Parker's aangetrouwde oom was Mark Raymond Harrington, directeur van het Southwest Museum in LA. Hij huurde Parker in als secretaris en kok voor de opgravingen van het museum van Indiase locaties in Pueblo, maar Parker was niet tevreden met 'vrouwenwerk'. Ze leerde snel tijdens haar werk en was bereid te gaan waar andere wetenschappers bang voor waren.
In 1930 deed Parker een baanbrekende ontdekking toen ze zich door een nauwe spleet wurmde in de Gypsum Cave in Nevada. Ze vond de schedel van een gigantische luiaard naast vroege menselijke gereedschappen:een bewijs dat er naast het uitgestorven dier ook oude inheemse volkeren hadden bestaan.
Parker publiceerde verschillende belangrijke artikelen, waaronder etnografische verkenningen van Californische stammen als de Maidu, Yurok, Pomo en Paiute, waarbij hij er altijd zorgvuldig op toezag de namen op te nemen van de inheemse mannen en vrouwen die ze interviewde, een ongebruikelijke praktijk in die tijd.

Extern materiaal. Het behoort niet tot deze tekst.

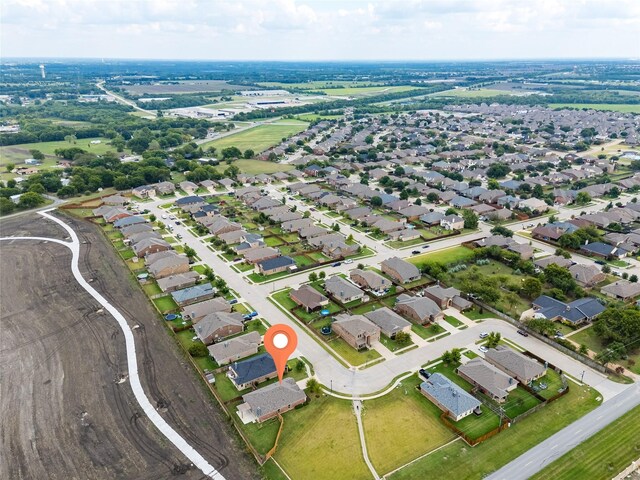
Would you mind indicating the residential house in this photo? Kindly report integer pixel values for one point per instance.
(586, 275)
(452, 222)
(400, 270)
(236, 348)
(421, 310)
(623, 290)
(447, 297)
(276, 265)
(449, 397)
(342, 290)
(216, 326)
(169, 265)
(577, 312)
(356, 330)
(488, 378)
(389, 322)
(195, 294)
(271, 401)
(198, 311)
(252, 371)
(515, 364)
(177, 282)
(308, 298)
(369, 280)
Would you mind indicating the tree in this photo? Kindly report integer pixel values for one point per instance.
(402, 338)
(198, 350)
(30, 200)
(37, 154)
(493, 340)
(470, 219)
(582, 198)
(500, 230)
(6, 206)
(313, 386)
(189, 252)
(532, 287)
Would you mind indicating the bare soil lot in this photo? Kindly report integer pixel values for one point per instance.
(65, 413)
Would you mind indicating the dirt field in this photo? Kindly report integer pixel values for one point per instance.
(65, 414)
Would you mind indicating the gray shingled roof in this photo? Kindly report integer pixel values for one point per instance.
(274, 397)
(449, 395)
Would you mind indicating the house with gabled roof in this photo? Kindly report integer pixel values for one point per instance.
(515, 364)
(449, 397)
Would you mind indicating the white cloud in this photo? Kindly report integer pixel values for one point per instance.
(321, 29)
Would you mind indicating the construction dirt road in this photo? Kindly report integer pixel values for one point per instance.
(67, 408)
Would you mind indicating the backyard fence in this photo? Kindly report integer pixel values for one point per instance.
(567, 351)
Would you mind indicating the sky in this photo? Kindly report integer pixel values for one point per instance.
(320, 29)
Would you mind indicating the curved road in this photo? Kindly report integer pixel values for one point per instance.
(132, 362)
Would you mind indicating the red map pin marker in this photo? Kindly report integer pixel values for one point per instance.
(280, 341)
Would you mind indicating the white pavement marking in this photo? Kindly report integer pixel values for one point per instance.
(132, 362)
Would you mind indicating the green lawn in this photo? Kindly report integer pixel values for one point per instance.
(602, 456)
(445, 257)
(350, 354)
(456, 460)
(427, 332)
(614, 107)
(392, 344)
(320, 441)
(17, 154)
(165, 304)
(475, 313)
(258, 138)
(401, 426)
(453, 321)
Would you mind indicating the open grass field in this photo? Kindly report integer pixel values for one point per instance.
(445, 256)
(459, 461)
(258, 138)
(602, 456)
(401, 426)
(320, 441)
(365, 91)
(17, 154)
(255, 167)
(614, 107)
(463, 92)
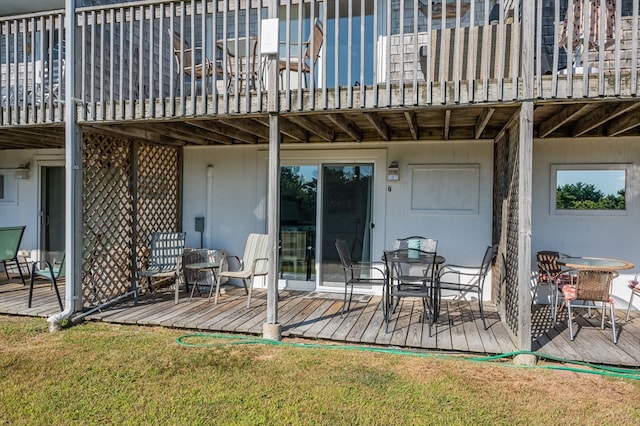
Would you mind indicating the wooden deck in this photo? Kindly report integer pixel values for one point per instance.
(459, 330)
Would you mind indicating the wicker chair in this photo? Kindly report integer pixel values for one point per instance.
(591, 287)
(550, 273)
(634, 285)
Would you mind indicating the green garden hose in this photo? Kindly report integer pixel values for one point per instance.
(234, 339)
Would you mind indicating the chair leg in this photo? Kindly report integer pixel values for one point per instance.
(570, 322)
(248, 291)
(633, 293)
(613, 322)
(55, 287)
(31, 286)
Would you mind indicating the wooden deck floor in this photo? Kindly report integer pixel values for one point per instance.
(460, 327)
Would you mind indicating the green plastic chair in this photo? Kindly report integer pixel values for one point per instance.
(49, 272)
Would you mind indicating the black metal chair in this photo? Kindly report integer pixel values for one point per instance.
(362, 274)
(467, 279)
(410, 273)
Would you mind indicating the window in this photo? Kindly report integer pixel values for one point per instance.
(589, 189)
(444, 188)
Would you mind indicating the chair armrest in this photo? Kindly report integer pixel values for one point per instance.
(225, 260)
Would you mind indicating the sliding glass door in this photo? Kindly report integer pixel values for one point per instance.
(346, 214)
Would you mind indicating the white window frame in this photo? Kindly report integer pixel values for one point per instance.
(553, 187)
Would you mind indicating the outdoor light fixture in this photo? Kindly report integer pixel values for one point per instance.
(393, 172)
(23, 171)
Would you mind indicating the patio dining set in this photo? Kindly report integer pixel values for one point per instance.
(414, 269)
(581, 282)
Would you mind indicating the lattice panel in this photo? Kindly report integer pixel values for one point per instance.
(158, 198)
(107, 211)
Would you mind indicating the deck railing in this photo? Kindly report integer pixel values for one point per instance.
(175, 58)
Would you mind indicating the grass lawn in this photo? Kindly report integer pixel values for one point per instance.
(98, 373)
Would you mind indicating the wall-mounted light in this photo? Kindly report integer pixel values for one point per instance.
(393, 172)
(23, 171)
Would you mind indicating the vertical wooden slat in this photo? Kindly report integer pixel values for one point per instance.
(634, 49)
(112, 34)
(121, 43)
(152, 58)
(102, 66)
(141, 64)
(132, 27)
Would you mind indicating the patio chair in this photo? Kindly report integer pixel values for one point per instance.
(410, 274)
(184, 61)
(591, 290)
(10, 239)
(312, 52)
(165, 259)
(467, 279)
(634, 285)
(51, 272)
(363, 274)
(254, 263)
(551, 274)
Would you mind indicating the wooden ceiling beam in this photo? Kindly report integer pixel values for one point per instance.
(286, 128)
(601, 115)
(623, 124)
(130, 132)
(378, 123)
(314, 126)
(249, 126)
(412, 122)
(347, 126)
(482, 122)
(217, 133)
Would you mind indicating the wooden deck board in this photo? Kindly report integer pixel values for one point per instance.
(459, 327)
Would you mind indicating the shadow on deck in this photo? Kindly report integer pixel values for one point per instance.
(459, 329)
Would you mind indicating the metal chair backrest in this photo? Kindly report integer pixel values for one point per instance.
(10, 239)
(257, 247)
(547, 261)
(489, 254)
(166, 247)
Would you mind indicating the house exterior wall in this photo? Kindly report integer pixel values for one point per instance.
(612, 236)
(239, 191)
(24, 207)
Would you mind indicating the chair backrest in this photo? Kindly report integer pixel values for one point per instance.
(489, 254)
(315, 42)
(343, 253)
(10, 239)
(166, 247)
(593, 285)
(416, 242)
(410, 262)
(257, 247)
(547, 261)
(63, 268)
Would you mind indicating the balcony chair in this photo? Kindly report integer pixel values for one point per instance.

Helaas werd Parker zelf vaak alleen gezien als de dochter, nicht of echtgenote van haar mannelijke archeoloog-familieleden.
Later in zijn leven trouwde Parker met 'Iron Eyes Cody', de Italiaans-Amerikaanse acteur die carrière maakte door Indiaanse rollen te spelen. Cody is (be)beroemd vanwege zijn optreden in de advertentie 'Crying Indian' uit 1974.